Finance scams are becoming more common across the UK. Recent figures show that in 2024 there were around 3.31 million reported fraud incidents, an increase of about 12 per cent on the previous year.

These scams included bank fraud, investment fraud and online payment scams. Taken together, they resulted in losses of roughly £1.17 billion for consumers and businesses. This rise shows that criminals are becoming more active and more inventive, targeting people of all ages and backgrounds.

The increase in digital banking and e-commerce has given scammers more ways to reach people.

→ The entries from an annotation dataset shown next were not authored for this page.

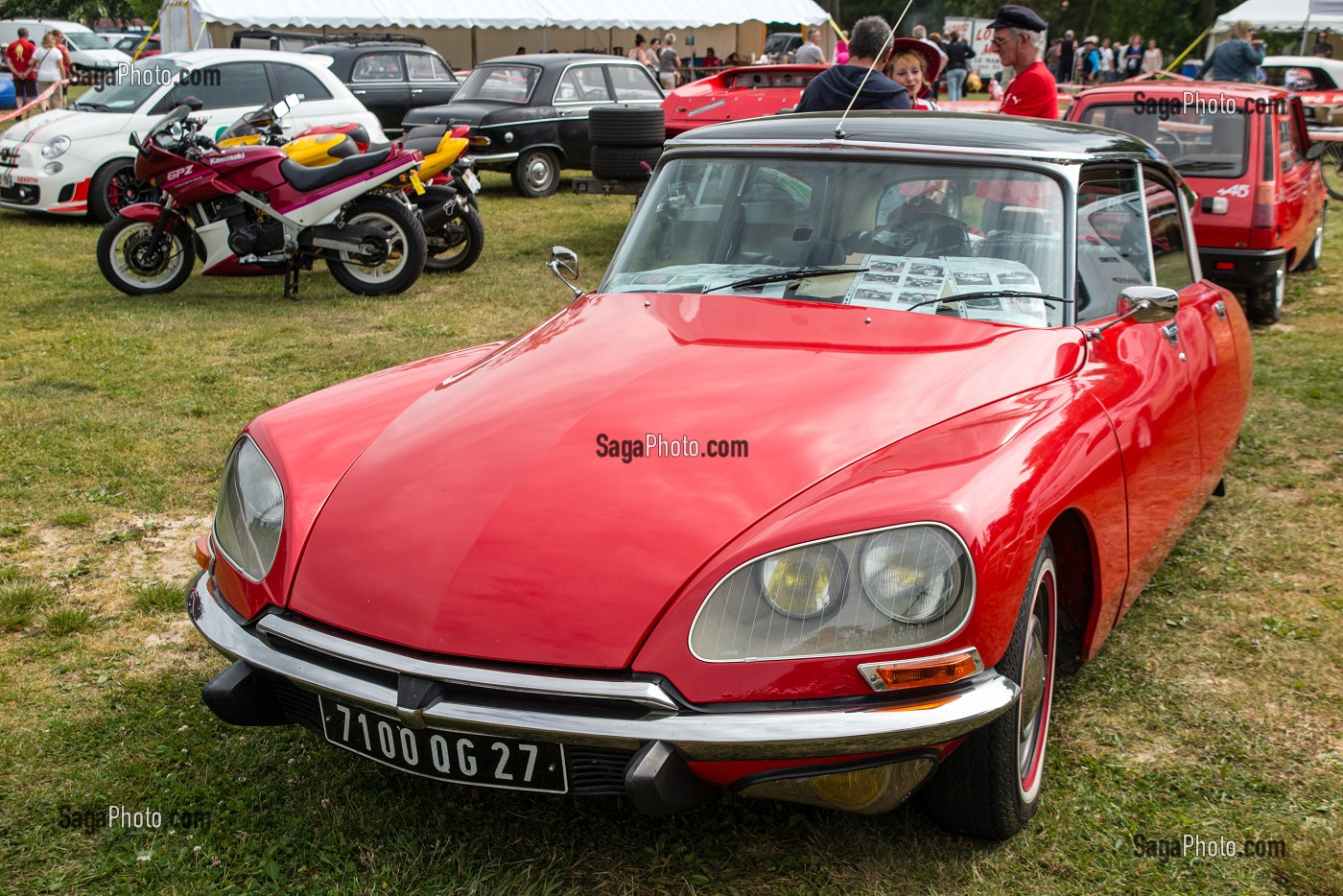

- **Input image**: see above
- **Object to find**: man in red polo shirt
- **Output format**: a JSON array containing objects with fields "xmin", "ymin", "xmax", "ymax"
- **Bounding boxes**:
[
  {"xmin": 4, "ymin": 28, "xmax": 37, "ymax": 118},
  {"xmin": 988, "ymin": 3, "xmax": 1058, "ymax": 121}
]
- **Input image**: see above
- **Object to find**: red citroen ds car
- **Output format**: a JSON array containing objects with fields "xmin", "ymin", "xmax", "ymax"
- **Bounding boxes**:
[
  {"xmin": 1068, "ymin": 81, "xmax": 1326, "ymax": 323},
  {"xmin": 188, "ymin": 113, "xmax": 1252, "ymax": 838}
]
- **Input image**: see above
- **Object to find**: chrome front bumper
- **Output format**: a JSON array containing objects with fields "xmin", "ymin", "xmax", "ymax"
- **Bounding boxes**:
[{"xmin": 187, "ymin": 575, "xmax": 1020, "ymax": 761}]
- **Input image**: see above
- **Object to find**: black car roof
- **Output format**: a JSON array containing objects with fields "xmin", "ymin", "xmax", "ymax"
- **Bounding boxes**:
[{"xmin": 669, "ymin": 111, "xmax": 1151, "ymax": 161}]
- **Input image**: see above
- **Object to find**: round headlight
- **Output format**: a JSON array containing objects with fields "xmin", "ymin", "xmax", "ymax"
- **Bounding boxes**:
[
  {"xmin": 759, "ymin": 543, "xmax": 846, "ymax": 620},
  {"xmin": 215, "ymin": 436, "xmax": 285, "ymax": 581},
  {"xmin": 41, "ymin": 134, "xmax": 70, "ymax": 158},
  {"xmin": 862, "ymin": 526, "xmax": 966, "ymax": 624}
]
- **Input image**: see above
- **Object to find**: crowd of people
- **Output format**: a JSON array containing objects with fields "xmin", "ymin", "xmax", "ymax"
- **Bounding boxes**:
[{"xmin": 4, "ymin": 28, "xmax": 74, "ymax": 118}]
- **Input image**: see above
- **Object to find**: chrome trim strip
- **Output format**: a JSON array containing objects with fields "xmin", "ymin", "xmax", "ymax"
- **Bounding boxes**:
[
  {"xmin": 189, "ymin": 575, "xmax": 1020, "ymax": 761},
  {"xmin": 256, "ymin": 617, "xmax": 677, "ymax": 712}
]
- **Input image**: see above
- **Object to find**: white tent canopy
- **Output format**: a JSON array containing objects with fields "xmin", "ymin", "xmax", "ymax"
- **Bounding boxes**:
[
  {"xmin": 1213, "ymin": 0, "xmax": 1343, "ymax": 34},
  {"xmin": 164, "ymin": 0, "xmax": 830, "ymax": 30}
]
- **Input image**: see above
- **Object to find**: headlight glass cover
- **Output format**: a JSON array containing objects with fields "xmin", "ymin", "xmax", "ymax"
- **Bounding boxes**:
[
  {"xmin": 691, "ymin": 523, "xmax": 975, "ymax": 662},
  {"xmin": 41, "ymin": 134, "xmax": 70, "ymax": 158},
  {"xmin": 215, "ymin": 436, "xmax": 285, "ymax": 581}
]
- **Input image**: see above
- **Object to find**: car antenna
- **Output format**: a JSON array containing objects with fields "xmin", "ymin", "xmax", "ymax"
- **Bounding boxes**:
[{"xmin": 836, "ymin": 0, "xmax": 914, "ymax": 140}]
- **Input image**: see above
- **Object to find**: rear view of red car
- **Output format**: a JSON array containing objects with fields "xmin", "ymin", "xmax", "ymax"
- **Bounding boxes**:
[{"xmin": 1068, "ymin": 81, "xmax": 1326, "ymax": 323}]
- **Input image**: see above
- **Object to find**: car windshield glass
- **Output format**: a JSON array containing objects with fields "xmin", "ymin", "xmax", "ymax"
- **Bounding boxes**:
[
  {"xmin": 66, "ymin": 31, "xmax": 111, "ymax": 50},
  {"xmin": 1081, "ymin": 101, "xmax": 1259, "ymax": 177},
  {"xmin": 454, "ymin": 66, "xmax": 541, "ymax": 102},
  {"xmin": 601, "ymin": 157, "xmax": 1065, "ymax": 326},
  {"xmin": 75, "ymin": 57, "xmax": 184, "ymax": 111}
]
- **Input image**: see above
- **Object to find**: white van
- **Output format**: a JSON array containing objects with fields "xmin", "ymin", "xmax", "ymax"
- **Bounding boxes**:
[{"xmin": 0, "ymin": 19, "xmax": 130, "ymax": 73}]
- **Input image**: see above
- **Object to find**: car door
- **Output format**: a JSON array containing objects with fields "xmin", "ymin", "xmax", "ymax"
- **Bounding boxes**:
[
  {"xmin": 397, "ymin": 53, "xmax": 460, "ymax": 110},
  {"xmin": 151, "ymin": 61, "xmax": 275, "ymax": 134},
  {"xmin": 1143, "ymin": 165, "xmax": 1252, "ymax": 502},
  {"xmin": 349, "ymin": 50, "xmax": 411, "ymax": 128},
  {"xmin": 554, "ymin": 64, "xmax": 612, "ymax": 168},
  {"xmin": 1074, "ymin": 162, "xmax": 1202, "ymax": 613}
]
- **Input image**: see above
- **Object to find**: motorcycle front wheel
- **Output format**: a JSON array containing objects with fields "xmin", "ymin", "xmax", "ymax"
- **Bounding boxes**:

Fraudsters can use emails, text messages, phone calls and fake websites to trick victims into giving up money or personal information. Because technology is always changing, it can be hard to know what is safe and what is not. That is why understanding how finance scams work is an important first step in protecting yourself.

Finance Scams Targeting Consumers

As a consumer, you may receive messages claiming to be from your bank, a government department or a well-known company. These messages often ask you to click a link, enter personal details or make a payment. In many cases, they are fake, designed to steal your information or your money.

Vulnerable customers are often sent text messages and emails offering them guaranteed approval for loans – with their data likely stolen or purchased with bad intent. Victims are asked to pay money upfront, such as £50 or £100 for their loan to be granted, but any regulated lender in the UK will never ask for payment upfront. A typical loan is paid upfront by the lender and repayments are collected automatically via direct debit.

Authorised push payment (APP) fraud is one of the most common types of finance scams against individuals. In this scam, victims are persuaded to transfer money to a fraudster’s account, believing it is going to a legitimate person or business. Many victims only realise they have been scammed after the money has gone.

Online shopping and auction scams are also widespread. These often involve fake products or sellers that disappear after payment. Romance scams are another form of fraud, where fraudsters create fake profiles to build trust and then ask for money.

To protect yourself, always check who you are dealing with. Be wary of unsolicited messages, and do not click on links in texts or emails that you are not expecting. Use strong passwords and enable two-factor authentication wherever possible.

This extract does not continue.